1. How To Cook Duck Legs
- 4 duck legs
- 2 tablespoons olive oil
- 2 cloves garlic, minced
- 1 teaspoon dried thyme
- 1⁄2 teaspoon salt
- 1⁄4 teaspoon black pepper
- 1⁄2 cup chicken or duck stock
- 2 tablespoons balsamic vinegar
- Large skillet
- Aluminum foil
Step 1 – Prepare the Duck Legs
Rinse the duck legs under cold water and pat them completely dry with paper towels. Use a sharp knife to score the skin and fat of the duck legs in a crosshatch pattern, which will help render the fat and crisp up the skin. Season both sides of the duck generously with salt and pepper.
Step 2 – Render the Fat
Heat olive oil in a large skillet over medium-high heat. Carefully place the duck legs in the pan skin-side down. Cook for 8-10 minutes, occasionally spooning out some of the rendered duck fat. This will help crisp up the skin. Flip the duck legs and cook for another 5 minutes.

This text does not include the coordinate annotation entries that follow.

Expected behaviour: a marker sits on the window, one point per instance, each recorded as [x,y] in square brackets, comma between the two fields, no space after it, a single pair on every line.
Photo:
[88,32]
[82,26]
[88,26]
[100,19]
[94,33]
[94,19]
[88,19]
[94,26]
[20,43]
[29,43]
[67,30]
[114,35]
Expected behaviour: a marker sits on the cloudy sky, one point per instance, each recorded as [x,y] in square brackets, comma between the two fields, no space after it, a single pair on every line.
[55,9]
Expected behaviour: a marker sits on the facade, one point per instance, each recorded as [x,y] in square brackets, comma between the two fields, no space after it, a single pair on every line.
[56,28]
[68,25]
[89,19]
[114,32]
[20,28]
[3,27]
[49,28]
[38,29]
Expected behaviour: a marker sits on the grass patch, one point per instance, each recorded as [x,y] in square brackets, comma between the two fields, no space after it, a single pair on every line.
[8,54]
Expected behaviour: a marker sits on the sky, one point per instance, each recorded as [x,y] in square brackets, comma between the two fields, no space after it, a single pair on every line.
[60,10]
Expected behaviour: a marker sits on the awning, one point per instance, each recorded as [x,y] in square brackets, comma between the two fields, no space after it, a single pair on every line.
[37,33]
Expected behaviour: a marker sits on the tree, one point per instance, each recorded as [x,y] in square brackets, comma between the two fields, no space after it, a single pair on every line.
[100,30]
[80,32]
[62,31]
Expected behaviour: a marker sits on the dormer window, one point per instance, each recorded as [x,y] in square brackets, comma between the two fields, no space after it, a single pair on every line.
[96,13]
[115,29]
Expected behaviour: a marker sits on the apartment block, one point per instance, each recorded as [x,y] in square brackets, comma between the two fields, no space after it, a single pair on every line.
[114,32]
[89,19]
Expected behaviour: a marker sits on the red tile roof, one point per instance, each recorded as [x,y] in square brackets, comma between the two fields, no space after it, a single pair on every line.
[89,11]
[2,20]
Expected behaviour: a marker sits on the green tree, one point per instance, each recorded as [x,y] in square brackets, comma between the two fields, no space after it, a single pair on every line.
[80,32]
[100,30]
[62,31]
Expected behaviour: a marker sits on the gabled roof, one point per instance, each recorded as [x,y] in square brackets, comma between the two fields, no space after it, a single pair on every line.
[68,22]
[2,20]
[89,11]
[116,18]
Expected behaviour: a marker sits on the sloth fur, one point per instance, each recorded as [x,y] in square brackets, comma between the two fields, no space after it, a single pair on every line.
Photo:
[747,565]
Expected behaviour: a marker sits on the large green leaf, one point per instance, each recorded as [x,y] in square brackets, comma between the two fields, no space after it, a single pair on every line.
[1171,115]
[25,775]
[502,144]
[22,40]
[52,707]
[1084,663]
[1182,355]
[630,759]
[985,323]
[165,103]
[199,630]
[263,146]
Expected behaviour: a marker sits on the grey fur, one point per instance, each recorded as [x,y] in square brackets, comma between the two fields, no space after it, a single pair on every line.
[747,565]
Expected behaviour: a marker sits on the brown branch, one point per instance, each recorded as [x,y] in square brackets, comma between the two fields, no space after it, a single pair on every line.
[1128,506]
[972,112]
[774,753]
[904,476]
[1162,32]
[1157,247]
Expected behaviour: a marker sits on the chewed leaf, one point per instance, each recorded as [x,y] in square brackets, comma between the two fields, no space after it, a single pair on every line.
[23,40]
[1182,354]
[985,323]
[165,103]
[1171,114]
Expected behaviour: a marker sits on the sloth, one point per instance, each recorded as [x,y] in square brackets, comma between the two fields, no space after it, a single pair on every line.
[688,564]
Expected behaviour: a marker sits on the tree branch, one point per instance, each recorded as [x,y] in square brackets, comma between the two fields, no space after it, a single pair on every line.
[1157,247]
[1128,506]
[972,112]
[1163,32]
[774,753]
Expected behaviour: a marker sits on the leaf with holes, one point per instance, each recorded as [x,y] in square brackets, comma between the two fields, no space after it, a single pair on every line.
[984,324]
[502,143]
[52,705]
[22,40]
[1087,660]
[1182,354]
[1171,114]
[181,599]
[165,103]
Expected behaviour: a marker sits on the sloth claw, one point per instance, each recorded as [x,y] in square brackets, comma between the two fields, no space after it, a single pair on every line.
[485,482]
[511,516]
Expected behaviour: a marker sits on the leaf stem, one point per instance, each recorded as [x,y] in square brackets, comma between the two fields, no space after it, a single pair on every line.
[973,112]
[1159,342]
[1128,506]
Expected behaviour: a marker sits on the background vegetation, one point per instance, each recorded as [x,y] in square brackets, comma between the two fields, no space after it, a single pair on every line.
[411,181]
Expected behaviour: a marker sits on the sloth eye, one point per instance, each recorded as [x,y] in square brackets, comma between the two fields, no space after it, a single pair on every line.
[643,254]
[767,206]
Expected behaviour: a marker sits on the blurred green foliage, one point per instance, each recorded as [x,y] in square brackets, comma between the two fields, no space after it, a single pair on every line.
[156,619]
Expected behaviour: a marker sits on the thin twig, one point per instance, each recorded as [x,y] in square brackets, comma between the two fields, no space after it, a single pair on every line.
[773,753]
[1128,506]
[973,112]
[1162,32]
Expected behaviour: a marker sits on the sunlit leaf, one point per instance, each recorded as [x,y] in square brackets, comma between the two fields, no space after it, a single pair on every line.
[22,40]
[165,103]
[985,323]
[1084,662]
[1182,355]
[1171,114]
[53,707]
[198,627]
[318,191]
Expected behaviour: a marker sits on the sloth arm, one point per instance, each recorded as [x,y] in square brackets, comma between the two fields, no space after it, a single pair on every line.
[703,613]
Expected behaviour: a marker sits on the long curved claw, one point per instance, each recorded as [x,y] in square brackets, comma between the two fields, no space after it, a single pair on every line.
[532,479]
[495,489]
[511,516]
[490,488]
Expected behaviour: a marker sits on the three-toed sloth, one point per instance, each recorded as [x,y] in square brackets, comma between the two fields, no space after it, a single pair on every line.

Step 3 – Roast the Duck Legs
Preheat the oven to 400°F. Transfer the seared duck legs to a plate. Pour off all but 1 tablespoon of fat from the skillet. Return it to medium heat and add the garlic and thyme. Cook for 1 minute until fragrant.
Return the duck legs to the skillet skin-side up and nestle them into the garlic and thyme. Add the chicken stock and balsamic vinegar to the skillet. Bring it to a simmer then cover the skillet tightly with aluminum foil.
Transfer the skillet to the oven and roast for 45 minutes. Remove the foil and continue roasting for another 15 minutes to crisp up the skin again.
Step 4 – Make a Pan Sauce
Once the duck legs are done, transfer them to a plate and tent with foil to keep warm. Make a quick pan sauce by simmering the cooking juices from the skillet over medium-high heat until reduced by half, about 5-7 minutes.
Step 5 – Serve & Enjoy
Spoon the reduced pan sauce over the crispy duck legs. Serve immediately with a side of mashed potatoes, roasted vegetables or a fresh salad. Enjoy your tender, flavorful duck legs!
2. Tips for Perfectly Cooked Duck Legs
Dry the duck legs very well before cooking. This will help ensure deliciously crispy skin.
Use a sharp knife to carefully score the skin and fat. Score in a crosshatch pattern about 1⁄4 inch deep.
Render the fat slowly over medium-high heat. Try to spoon out as much fat as possible to get super crispy skin.
Roast at a high temperature (400°F) to ensure the skin gets crispy and the duck legs are moist inside.
Let the duck legs rest before serving. The meat will be juicier and more tender.
Make a simple pan sauce from the flavorful duck juices and fat. Duck pairs well with sweet and tart flavors.
Don’t overcook! Duck legs are best medium rare to medium. Cook to an internal temperature of 165-175°F.
With these simple tips and flavorful recipe, you can make succulent duck legs with crisp, golden brown skin. The rich duck flavor pairs wonderfully with the tart balsamic and bright herbs. Enjoy this delicious meal on a cozy night at home. Let us know how your perfectly cooked duck legs turn out!